Mnuchin is set to meet Chinese central bank Governor Yi Gang during a gathering of G-20 finance ministers from June 7 to 9 in Fukuoka, according to a Treasury department statement on Tuesday.

Even a casual chat between officials of the world’s two largest economies could lay important groundwork for a meeting between Presidents Donald Trump and Xi Jinping, who will be in Japan at the end of the month for the G-20 leaders’ summit. Since trade talks broke off last month, the two countries have escalated their trade war and exchanged increasingly belligerent accusations about who’s to blame for the stalemate.

“Any evidence of Mnuchin talking trade or any evidence of a constructive dialog taking place is going to be encouraging, but at this point it is difficult to see how the two sides will de-escalate” unless planned tariffs are scrapped or at least delayed, said James Lucier, managing director of Washington-based Capital Alpha Partners, a policy research firm for investors.

Opportunities to Talk

In addition to the one-on-one meeting with Yi, Mnuchin and Liu Kun, China’s finance minister, will participate in a panel discussion about tax policy early Saturday, alongside four other counterparts. Yi has attended some trade talks with the U.S., though he is not considered Beijing’s lead negotiator on the matter.

The two nations hit an impasse in May after months of intense talks, prompting another round of tit-for-tat trade tariffs. Trump last month raised tariffs on $200 billion of Chinese goods to 25% from 10%. The Chinese responded with countermeasures.

The Trump administration is now seeking to choke off Beijing’s access to key technologies by limiting the sale of vital American components to China’s Huawei Technologies Co., citing national security concerns, and weighing putting at least five Chinese surveillance companies on the same blacklist.

Rare Earths

China blames the U.S. for the breakdown in the trade talks, accusing it of unreasonable demands. The country has hinted at cutting off the U.S. supply of rare earth elements and its state media is blasting American policies in nationalistic terms.

The U.S. on Monday said it was “disappointed” China was misrepresenting the nature of the talks. “Our insistence on detailed and enforceable commitments from the Chinese in no way constitutes a threat to Chinese sovereignty,” the U.S. Treasury Department and Trade Representative said in a June 3 statement.

The stalemate in U.S.-China trade talks helped send American stocks to their first month in the red this year, with the S&P 500 Index losing 6.6% in May. Losses spiraled further after Trump announced last week that Mexico could face tariffs over immigration.

‘Permanent’ Conflict

“We could be in a permanent state of trade conflict with China,” said Michael Feroli, chief economist for JPMorgan Chase & Co.

To cope, investors have been flocking to safer assets. Bonds rallied in May, sending 10-year Treasury yields falling at the fastest pace since 2016.

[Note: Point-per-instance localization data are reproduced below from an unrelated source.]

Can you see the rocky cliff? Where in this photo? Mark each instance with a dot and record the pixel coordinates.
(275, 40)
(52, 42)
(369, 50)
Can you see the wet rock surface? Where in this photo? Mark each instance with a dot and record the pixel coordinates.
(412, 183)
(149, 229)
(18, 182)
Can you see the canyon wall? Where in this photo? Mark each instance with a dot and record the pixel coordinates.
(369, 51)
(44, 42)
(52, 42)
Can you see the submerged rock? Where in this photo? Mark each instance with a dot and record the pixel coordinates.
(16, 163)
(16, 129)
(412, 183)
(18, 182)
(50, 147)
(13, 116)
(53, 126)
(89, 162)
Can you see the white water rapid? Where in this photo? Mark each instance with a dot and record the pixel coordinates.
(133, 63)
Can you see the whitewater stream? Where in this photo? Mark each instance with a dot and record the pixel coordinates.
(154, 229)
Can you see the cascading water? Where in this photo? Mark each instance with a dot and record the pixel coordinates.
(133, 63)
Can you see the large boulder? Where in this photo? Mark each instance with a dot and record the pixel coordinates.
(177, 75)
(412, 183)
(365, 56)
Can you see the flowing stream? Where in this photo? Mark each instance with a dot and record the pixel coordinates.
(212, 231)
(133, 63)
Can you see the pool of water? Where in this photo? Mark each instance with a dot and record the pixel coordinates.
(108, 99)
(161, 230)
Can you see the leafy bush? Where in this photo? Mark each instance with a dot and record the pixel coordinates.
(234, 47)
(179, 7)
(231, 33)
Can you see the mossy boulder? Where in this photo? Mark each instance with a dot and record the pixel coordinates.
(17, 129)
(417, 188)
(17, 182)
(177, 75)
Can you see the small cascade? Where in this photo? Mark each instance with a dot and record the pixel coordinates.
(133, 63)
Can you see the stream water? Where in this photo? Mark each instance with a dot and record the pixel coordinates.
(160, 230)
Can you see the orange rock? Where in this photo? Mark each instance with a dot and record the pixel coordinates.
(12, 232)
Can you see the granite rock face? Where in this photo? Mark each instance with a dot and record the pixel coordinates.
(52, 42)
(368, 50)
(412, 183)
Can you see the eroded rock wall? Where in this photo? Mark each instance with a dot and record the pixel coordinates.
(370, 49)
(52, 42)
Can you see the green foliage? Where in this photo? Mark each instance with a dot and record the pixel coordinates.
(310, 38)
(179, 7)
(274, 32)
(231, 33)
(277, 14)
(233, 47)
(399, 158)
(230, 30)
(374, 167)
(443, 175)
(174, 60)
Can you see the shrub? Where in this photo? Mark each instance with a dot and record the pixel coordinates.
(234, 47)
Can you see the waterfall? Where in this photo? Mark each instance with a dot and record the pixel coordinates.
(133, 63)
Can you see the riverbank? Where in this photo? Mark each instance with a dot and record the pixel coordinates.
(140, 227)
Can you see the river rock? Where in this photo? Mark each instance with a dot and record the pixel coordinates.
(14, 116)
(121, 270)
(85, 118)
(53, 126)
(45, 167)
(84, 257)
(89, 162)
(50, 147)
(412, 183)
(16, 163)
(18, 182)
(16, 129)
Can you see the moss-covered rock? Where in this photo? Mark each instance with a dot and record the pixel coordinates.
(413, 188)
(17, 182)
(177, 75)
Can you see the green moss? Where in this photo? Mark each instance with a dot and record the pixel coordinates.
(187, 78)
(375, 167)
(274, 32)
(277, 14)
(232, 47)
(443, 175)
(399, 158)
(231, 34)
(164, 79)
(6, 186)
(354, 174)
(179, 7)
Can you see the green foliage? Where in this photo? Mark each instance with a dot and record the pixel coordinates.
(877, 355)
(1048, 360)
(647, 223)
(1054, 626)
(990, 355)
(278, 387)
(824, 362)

Trump and Xi’s teams have held nearly a dozen rounds of trade meetings, but a deal has remained elusive. At the beginning of May, the two nations considered announcing a signing ceremony, according to Mnuchin, before talks broke down.

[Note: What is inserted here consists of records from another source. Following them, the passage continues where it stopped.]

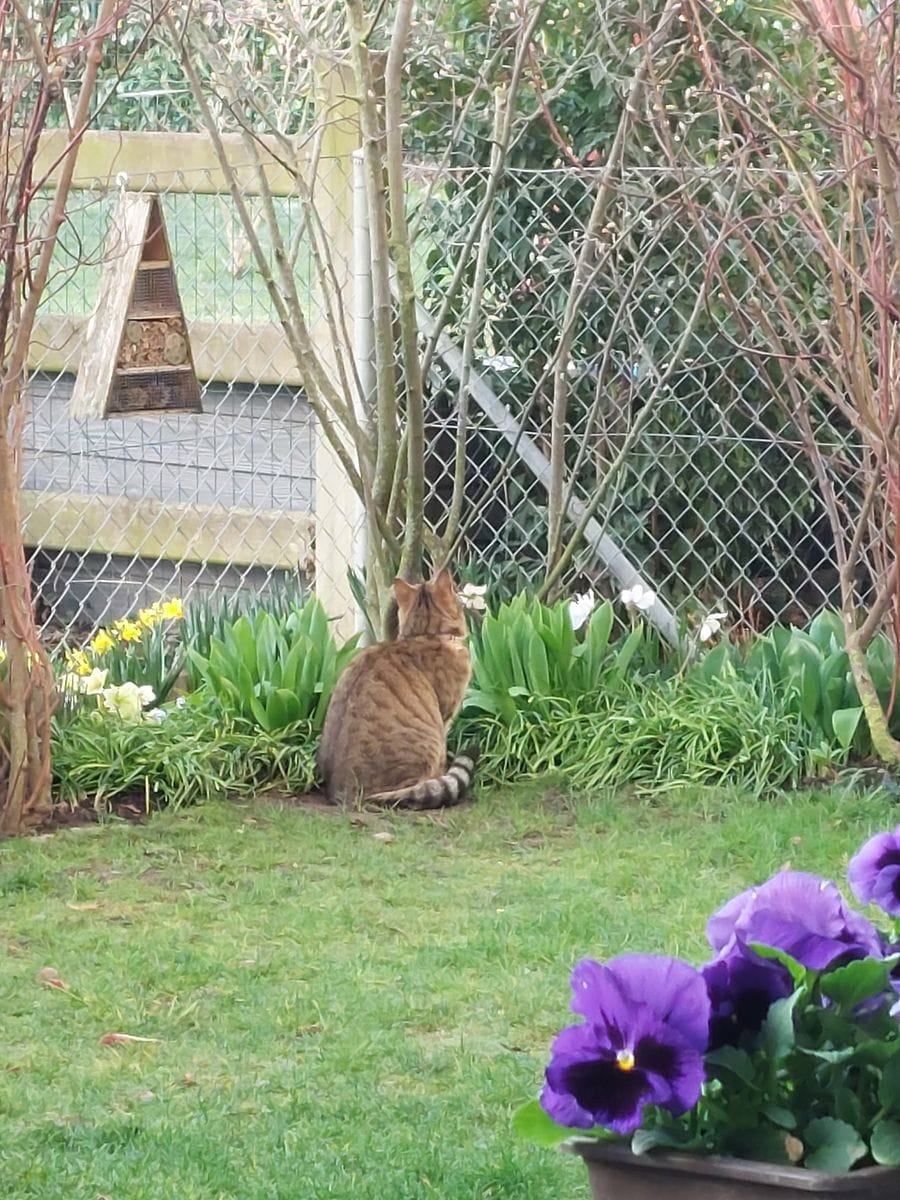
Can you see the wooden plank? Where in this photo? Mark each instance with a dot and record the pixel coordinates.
(103, 331)
(169, 162)
(611, 555)
(233, 352)
(119, 525)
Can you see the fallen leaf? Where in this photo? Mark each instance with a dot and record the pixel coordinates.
(114, 1039)
(49, 976)
(795, 1147)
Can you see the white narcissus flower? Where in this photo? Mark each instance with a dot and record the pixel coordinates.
(472, 595)
(94, 682)
(712, 624)
(580, 609)
(639, 597)
(126, 700)
(91, 684)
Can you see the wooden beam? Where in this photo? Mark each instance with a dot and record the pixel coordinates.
(231, 352)
(168, 162)
(193, 533)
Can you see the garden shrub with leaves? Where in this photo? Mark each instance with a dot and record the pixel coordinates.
(809, 672)
(145, 651)
(784, 1048)
(274, 671)
(190, 756)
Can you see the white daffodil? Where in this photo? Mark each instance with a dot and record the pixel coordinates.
(472, 595)
(580, 609)
(712, 623)
(94, 682)
(639, 597)
(126, 700)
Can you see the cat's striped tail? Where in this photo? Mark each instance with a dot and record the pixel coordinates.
(441, 792)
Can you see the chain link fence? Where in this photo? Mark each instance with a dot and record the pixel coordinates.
(713, 501)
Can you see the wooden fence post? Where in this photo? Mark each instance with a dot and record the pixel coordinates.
(340, 519)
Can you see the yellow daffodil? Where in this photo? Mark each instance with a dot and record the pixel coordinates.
(102, 642)
(78, 661)
(129, 630)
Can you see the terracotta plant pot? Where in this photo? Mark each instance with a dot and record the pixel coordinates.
(616, 1174)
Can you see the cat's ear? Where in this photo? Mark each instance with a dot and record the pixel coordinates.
(406, 594)
(443, 583)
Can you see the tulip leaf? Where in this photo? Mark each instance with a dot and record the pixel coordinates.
(844, 723)
(886, 1143)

While the trade war has unnerved investors, U.S. economic growth has continued. The unemployment rate is the lowest since 1969 and so far inflation data shows that consumers have not felt pressure from rising prices.

But global manufacturing last month, a key recession indicator, was the weakest since 2012, with softness in Germany, Japan and the U.K., according to a report by IHS Markit. The U.S. had its lowest result in a decade.

Federal Reserve Chairman Jerome Powell on Tuesday signaled an openness to cut interest rates if necessary, pledging to keep a close watch on fallout from the deepening disputes between the U.S. and its largest trading partners.

The trade war is throwing “global supply chains into question and contributes further to the uncertainty already weighing down business investment,” said Jonathan Millar, senior U.S. economist at Barclays Plc.

At the finance ministers’ meeting, Mnuchin will meet with a dozen of his counterparts, including the finance ministers of Germany and Japan. Trump has threatened to impose tariffs on imported cars from the two countries unless they can reach an accord.